De Zerbi faces a defensive puzzle
The transition to a Roberto De Zerbi style of play at Tottenham was always going to require surgical precision in the transfer market. With the summer window now open, the club is signaling a drastic shift in personnel that looks less like a refined tweak and more like a total gutting of the backline. The decision to let a long-serving defender walk away on a free transfer—a player who spent four years at Bournemouth before his arrival—highlights the chaotic nature of this window. As reported by the Daily Mail, De Zerbi is moving fast to fill these voids, but speed often masks a lack of cohesion.
The defensive exodus continues with the departure of Yves Bissouma, an exit that disrupts the central pivot role. De Zerbi demands specific triggers from his holding midfielders, relying on their ability to draw the opposition press before finding the spare man. Replacing a player who understands the intricacies of progressive passing into the final third is difficult enough; doing it while also managing a 29-year-old defensive departure requires a level of organizational depth the current recruitment team has yet to demonstrate. The squad is currently a collection of fragments rather than a functional machine.
The paradox of the Ben Davies extension
Sentimentality rarely pays dividends in the high-stakes world of Premier League recruitment, yet Tottenham have opted to retain Ben Davies for a 13th season. According to the Mirror, the veteran defender has signed a one-year deal despite being sidelined since January with a serious ankle injury. Bringing in experience for the locker room is one thing, but relying on a player coming off a long-term layoff to master the aggressive high line De Zerbi commands is a gamble. The math here is simple: if the defensive line sits 40 yards from their own goal, pace and lateral agility are non-negotiable. Davies will be 33 this year, and relying on his recovery to anchor the left side feels like a placeholder decision.
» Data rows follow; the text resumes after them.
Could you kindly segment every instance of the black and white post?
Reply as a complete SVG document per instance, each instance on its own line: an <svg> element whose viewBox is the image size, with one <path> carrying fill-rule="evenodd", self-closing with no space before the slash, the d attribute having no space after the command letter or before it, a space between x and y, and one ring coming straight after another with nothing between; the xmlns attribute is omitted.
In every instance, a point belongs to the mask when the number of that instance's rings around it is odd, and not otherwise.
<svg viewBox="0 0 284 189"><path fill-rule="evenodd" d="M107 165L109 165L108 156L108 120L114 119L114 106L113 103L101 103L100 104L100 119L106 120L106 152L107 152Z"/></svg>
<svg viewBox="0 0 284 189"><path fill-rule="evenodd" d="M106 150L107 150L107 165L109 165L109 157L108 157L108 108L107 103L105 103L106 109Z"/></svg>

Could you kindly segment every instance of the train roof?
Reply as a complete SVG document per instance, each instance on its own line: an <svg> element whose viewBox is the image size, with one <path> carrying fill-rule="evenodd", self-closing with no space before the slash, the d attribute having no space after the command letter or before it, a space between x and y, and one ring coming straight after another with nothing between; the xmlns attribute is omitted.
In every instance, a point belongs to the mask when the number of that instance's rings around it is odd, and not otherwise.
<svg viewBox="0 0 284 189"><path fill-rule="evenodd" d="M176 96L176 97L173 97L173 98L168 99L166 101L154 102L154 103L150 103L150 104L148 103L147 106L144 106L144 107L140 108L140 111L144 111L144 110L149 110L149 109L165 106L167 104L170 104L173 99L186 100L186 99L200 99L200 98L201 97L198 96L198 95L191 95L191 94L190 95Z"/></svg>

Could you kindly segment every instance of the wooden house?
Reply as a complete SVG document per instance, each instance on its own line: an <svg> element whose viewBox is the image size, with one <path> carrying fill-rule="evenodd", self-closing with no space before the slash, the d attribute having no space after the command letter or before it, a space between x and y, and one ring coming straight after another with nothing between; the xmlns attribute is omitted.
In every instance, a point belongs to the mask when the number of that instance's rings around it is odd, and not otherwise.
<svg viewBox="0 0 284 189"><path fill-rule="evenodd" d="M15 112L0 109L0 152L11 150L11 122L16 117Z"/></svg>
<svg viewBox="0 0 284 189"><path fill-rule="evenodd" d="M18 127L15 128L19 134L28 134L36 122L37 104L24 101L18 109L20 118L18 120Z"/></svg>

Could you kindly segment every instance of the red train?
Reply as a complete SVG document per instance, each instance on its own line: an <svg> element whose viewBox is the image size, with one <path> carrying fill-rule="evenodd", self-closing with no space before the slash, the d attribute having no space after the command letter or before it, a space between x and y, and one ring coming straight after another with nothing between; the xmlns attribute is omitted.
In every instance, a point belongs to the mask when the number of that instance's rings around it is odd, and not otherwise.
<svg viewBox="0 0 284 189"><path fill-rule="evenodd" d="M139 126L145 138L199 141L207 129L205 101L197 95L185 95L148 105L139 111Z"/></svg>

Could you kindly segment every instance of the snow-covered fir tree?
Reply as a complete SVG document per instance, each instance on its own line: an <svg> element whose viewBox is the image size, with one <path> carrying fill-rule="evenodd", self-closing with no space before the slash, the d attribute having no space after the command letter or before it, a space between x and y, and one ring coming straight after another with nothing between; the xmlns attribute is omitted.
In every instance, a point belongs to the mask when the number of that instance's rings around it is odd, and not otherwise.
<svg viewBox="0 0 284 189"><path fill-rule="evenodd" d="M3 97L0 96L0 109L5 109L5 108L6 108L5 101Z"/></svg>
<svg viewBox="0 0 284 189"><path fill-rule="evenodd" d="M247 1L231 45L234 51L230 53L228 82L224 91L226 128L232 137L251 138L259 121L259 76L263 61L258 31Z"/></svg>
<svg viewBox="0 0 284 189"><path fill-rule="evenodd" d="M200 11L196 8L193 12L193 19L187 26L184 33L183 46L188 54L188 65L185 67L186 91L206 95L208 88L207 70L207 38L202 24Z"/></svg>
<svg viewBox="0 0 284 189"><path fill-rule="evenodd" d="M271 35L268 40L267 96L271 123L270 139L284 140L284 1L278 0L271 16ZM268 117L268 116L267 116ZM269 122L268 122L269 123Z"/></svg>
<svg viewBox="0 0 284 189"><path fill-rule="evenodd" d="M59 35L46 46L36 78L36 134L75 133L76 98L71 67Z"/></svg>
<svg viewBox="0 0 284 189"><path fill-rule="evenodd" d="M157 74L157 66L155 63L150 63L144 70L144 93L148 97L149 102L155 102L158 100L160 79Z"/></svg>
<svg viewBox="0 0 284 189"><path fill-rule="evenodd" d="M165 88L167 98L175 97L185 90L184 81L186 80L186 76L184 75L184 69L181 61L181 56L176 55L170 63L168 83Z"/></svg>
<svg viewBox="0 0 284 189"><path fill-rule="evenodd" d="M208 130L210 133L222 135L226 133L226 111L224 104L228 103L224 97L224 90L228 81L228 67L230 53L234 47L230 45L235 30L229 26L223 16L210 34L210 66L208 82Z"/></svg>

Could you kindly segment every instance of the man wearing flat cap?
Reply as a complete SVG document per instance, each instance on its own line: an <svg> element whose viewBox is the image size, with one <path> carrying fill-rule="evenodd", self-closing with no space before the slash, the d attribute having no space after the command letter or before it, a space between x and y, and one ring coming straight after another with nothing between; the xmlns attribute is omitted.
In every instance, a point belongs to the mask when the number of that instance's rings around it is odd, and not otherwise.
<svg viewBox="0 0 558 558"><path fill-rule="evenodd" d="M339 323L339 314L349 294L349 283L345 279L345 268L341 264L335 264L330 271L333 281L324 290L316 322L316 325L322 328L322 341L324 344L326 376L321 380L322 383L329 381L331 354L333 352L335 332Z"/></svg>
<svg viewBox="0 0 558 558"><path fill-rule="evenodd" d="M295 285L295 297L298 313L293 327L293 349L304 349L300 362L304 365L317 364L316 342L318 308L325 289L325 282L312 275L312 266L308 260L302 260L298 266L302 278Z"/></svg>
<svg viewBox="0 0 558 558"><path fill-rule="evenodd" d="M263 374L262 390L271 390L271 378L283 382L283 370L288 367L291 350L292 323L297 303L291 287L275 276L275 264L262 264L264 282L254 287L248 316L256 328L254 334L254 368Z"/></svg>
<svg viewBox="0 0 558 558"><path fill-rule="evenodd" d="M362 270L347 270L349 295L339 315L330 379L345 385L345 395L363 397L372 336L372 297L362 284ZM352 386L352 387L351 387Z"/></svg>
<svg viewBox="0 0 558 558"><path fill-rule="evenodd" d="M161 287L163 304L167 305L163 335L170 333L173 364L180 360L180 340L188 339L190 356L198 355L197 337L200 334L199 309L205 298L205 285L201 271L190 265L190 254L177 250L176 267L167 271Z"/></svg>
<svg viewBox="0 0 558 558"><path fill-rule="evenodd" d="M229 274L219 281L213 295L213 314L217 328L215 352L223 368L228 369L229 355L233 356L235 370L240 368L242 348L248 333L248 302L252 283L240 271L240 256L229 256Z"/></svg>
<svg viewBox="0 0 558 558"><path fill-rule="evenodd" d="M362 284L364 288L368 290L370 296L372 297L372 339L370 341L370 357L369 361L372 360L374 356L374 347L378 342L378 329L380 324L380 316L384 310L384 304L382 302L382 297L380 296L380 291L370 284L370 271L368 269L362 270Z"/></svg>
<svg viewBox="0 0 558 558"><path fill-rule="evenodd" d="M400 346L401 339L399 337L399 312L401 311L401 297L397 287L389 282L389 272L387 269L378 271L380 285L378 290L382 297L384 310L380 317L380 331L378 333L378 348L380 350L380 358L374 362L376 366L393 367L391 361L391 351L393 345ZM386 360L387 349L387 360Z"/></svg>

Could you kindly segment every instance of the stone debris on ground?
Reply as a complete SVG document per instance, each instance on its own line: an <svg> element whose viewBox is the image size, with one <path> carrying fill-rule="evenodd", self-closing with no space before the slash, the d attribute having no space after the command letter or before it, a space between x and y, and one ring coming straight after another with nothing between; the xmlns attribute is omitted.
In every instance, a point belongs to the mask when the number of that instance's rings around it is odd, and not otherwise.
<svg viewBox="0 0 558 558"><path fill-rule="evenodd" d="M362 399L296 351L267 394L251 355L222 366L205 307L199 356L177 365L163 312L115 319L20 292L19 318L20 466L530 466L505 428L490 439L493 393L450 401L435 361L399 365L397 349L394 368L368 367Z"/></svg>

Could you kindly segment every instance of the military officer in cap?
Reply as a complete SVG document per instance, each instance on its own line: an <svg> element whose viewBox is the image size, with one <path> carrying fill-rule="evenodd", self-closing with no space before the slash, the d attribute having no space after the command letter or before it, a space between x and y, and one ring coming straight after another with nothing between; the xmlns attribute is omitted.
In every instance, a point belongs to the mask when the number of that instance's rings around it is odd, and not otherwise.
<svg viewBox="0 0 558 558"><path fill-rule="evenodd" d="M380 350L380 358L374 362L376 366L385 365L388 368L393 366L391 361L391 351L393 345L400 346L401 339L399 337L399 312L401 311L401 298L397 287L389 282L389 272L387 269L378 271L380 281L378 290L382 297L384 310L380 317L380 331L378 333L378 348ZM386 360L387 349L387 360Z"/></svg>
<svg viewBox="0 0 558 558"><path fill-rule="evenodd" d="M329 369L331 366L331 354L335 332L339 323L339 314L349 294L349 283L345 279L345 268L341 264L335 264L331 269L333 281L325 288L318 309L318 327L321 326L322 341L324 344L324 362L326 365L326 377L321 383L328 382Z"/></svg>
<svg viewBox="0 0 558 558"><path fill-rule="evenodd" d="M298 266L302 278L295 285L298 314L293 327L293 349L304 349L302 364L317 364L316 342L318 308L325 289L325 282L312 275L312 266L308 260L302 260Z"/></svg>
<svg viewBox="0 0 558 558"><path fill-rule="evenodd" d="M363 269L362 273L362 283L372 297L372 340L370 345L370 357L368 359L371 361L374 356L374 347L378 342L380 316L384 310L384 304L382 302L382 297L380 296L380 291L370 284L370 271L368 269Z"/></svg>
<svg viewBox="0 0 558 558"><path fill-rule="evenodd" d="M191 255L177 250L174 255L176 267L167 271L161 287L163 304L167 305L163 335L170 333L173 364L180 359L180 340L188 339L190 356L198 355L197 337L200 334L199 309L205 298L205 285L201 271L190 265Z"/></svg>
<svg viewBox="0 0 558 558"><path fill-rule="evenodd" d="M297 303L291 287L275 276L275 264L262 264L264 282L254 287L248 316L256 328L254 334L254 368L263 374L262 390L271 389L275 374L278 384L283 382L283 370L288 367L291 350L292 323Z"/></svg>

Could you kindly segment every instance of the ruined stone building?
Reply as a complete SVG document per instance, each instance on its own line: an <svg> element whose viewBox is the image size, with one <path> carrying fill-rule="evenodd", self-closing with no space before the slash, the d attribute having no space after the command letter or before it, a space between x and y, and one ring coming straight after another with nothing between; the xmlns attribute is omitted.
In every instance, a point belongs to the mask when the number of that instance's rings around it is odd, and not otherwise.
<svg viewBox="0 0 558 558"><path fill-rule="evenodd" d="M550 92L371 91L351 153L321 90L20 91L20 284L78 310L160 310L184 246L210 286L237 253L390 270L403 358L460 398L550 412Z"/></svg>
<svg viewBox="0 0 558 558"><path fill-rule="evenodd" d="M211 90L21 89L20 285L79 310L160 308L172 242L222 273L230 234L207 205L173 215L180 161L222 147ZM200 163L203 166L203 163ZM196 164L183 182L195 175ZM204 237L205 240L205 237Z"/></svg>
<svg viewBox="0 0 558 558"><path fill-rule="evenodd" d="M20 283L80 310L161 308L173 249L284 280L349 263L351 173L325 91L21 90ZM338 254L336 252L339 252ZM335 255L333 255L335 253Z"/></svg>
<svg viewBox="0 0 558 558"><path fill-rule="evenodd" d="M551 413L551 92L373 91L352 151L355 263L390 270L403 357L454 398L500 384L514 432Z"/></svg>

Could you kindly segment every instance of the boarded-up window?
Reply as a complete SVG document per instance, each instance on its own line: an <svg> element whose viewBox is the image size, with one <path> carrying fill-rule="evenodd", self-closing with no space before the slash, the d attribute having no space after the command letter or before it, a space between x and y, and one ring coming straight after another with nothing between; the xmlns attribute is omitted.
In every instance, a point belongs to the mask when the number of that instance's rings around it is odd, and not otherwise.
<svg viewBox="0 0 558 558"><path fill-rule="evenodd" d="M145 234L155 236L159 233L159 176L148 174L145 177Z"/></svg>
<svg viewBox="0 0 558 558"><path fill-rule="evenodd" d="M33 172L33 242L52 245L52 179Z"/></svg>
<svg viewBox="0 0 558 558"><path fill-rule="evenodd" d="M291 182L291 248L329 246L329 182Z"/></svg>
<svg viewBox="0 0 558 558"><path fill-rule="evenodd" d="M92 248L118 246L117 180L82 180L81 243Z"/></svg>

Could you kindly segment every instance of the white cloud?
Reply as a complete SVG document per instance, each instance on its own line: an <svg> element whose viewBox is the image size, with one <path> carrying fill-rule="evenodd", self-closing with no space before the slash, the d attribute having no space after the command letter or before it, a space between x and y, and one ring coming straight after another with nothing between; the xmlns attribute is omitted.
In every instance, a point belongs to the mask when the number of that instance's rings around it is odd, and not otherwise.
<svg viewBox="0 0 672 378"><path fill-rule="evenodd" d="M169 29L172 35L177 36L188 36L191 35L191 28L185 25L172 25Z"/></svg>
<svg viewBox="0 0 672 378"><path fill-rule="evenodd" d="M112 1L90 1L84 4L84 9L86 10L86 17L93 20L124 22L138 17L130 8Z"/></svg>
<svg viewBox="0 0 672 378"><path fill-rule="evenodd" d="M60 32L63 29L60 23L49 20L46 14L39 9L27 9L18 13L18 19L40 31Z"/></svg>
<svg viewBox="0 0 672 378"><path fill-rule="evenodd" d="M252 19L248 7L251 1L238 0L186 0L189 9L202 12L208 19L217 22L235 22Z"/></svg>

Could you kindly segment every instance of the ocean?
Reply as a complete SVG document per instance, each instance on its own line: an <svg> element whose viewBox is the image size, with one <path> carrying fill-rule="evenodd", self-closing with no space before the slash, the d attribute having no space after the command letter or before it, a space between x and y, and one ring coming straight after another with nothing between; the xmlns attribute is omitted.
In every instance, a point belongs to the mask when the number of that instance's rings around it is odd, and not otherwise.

Meanwhile, the activity elsewhere is confusing. While Spurs look for defensive stability, clubs like Newcastle are scouting abroad with more targeted intent. As the BBC noted regarding Newcastle’s move for Ewen Jaouen, clubs are scouring the French second tier for physical profiles that can disrupt established patterns. Tottenham, by contrast, seem tied to a cycle of contract extensions and free-agent departures. The net spend might look impressive on a spreadsheet, but tactical stability requires more than just filling roster spots with whatever happens to be available.
The Verdict: Why the rebuild is already behind schedule
There is a recurring flaw in the current Tottenham blueprint: the lack of a clear exit profile. Allowing Bissouma to leave while simultaneously gambling on a recovering veteran in Davies suggests the hierarchy hasn't decided whether they are rebuilding for a top-four push or merely treading water. If De Zerbi wants to replicate the success he found with his previous clubs, he needs defenders who can handle 1v1 situations in acres of space. Current data suggests they are moving further away from that ideal.
My prediction for the opening month of the 2026/27 campaign? A stuttering start. The team will concede high-xG opportunities through the middle during the first 15 minutes of matches while they learn to sync their offside trap under the new staff. Expect a 3-1 loss in their opening game as they struggle to integrate the new defensive signings against a counter-attacking side. Spurs have the manager, but their personnel choices look like they were filed by a committee during a thunderstorm.